As soon as MCP came out I thought it was over engineered crud and didn’t invest any time in it. I have yet to regret this decision. Same thing with LangChain.
This is one key difference between experienced and inexperienced devs; if something looks like crud, it probably is crud. Don’t follow or do something because it’s popular at the time.
Sniff tests are useful, but they're not wisdom. Most of these stacks are churn wrapped in a repo, so bailing early is usually the right call, yet every so often some ugly little tool sticks because it cuts through one miserable integration problem better than the cleaner options and people keep it around long after the pitch deck evaporates.
The failure mode is turning taste into a religion. If you never touch anything that looks crude on day one, you also miss the occasional weird thing that later becomes boring infra.

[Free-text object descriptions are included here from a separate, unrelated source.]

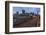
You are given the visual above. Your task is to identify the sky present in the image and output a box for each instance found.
[13,7,40,14]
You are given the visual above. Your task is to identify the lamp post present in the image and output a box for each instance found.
[37,8,40,27]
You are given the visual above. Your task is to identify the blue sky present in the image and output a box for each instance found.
[13,7,40,14]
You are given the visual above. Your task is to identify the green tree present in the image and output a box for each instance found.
[22,9,25,14]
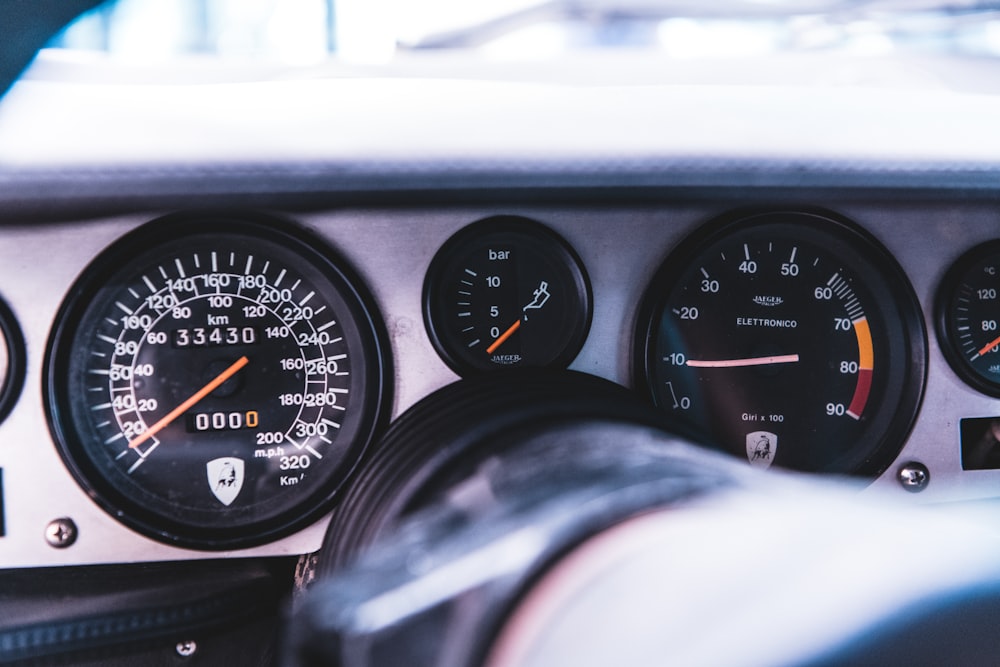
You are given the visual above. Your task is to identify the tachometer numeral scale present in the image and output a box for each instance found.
[636,210,924,476]
[46,216,388,550]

LangChain is not over-engineered; it's not engineered at all. Pure Chaos.
What part of MCP do you think is over-engineered?
This is quite literally the opposite opinion I and many others had when first exploring MCP. It's so _obviously_ simple, which is why it gained traction in the first place.
I still don't really understand what LangChain even is.
So let's say you have a rag llm chat api connected to an enterprises document corpus.
Do you not expose an mcp endpoint? Literally every vscode or opencode node gets it for free (a small json snippet in their mcp.json config) If you do auth right
What are you investing time in instead?
> if something looks like crud, it probably is crud
Yes, technically, but you've probably meant cruft here.
All the code I work on now has an MCP interface so that the LLM can debug more easily. I'd argue it is as important as the UI these days. The amount of time it has saved me is unreal. It might be worth investing a very small amount of your time in it to see if it is a good fit. Even a poor protocol can provide useful functionality.